For years, insurance policyholders have often found themselves at the weaker end of the system grappling with mis-selling, opaque commissions, delayed claims and limited accountability.
The Sabka Bima Sabki Raksha Bill, 2025 seeks to change that balance decisively by placing consumer protection at the centre of insurance regulation.
At the heart of the Bill cleared by Lok Sabha on Tuesday are three powerful, policyholder-friendly reforms — disgorgement of wrongful gains, a stronger policyholder protection framework, and capping of commissions.
One of the most significant changes is the explicit empowerment of the insurance regulator, IRDAI, to order disgorgement. In simple terms, this means that insurers or intermediaries who violate rules can be forced to return profits earned or losses avoided through wrongdoing.
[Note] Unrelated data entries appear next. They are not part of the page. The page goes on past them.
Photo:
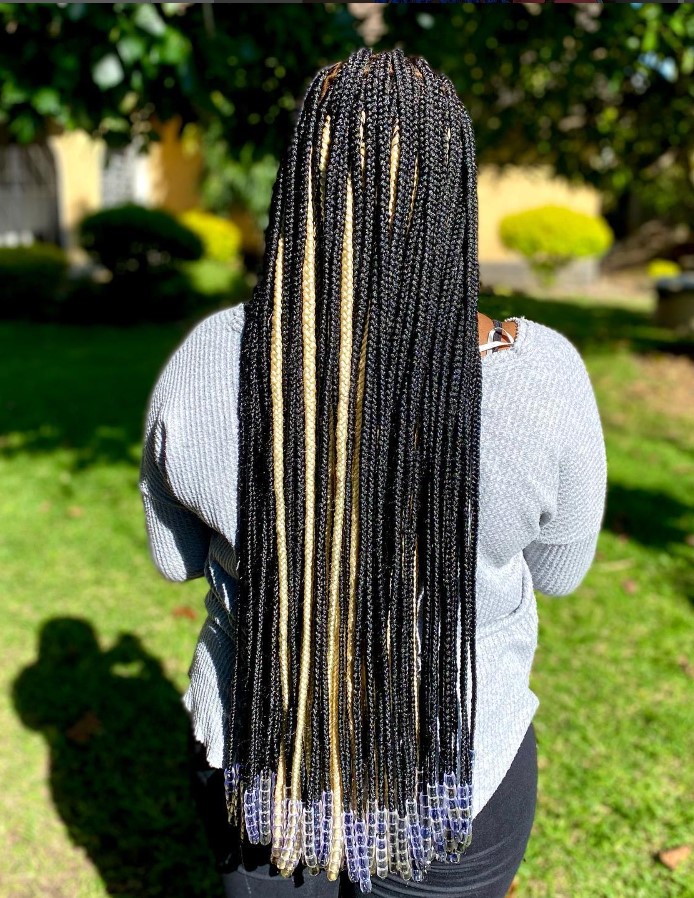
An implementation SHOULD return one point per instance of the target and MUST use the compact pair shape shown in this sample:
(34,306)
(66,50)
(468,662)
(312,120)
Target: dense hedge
(552,236)
(131,239)
(32,281)
(220,237)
For policyholders, this is a crucial shift. Earlier, penalties were often seen as a cost of doing business.
During the discussion on the Bill, Finance Minister Nirmala Sitharaman said the “legislation aims to strengthen regulatory oversight of insurance companies and ensure orderly conduct of the sector, adding that the proposed law seeks to bring greater transparency to insurance operations.”
The finance minister described these measures as a policyholder-friendly reform, aimed at ensuring that regulatory breaches do not result in financial benefit for errant entities.
The Bill also strengthens the policyholder protection framework by enhancing IRDAI’s enforcement powers. Regulatory penalties have been rationalised, with the maximum penalty proposed to be raised to Rs 10 crore and extended to insurance intermediaries.
Funds recovered through regulatory action (including disgorgement) can be used in a manner aligned with policyholder protection objectives.
According to the finance minister, higher penalties are intended to act as a deterrent and improve legal and regulatory compliance.
To address mis-selling and incentive-driven distribution practices, the Bill empowers IRDAI to cap commissions, remuneration and rewards paid to insurance agents and intermediaries. The regulator will be authorised to prescribe commission limits, the manner of payment and disclosure requirements, a move aimed at improving transparency and aligning distributor incentives with policyholder interests.
The finance minister also said the Bill proposes one-time registration for insurance intermediaries, a measure intended to ensure uninterrupted services and reduce procedural disruptions. In addition, the government may notify exemptions for insurance intermediaries operating in Special Economic Zones, including International Financial Services Centres, to attract investment.
On sectoral growth, the finance minister said the removal of the upper cap on foreign direct investment in insurance is seen as a key enabler, with greater opening up expected to bring better technology and improved insurance products. The Bill also proposes amendments to the LIC Act to grant greater operational autonomy to LIC, enabling more efficient decision-making.
She added that the legislation aims to create a more conducive business environment, including by standardising the regulation-making process through a formal SOP framework to ensure consistency and transparency in regulatory actions.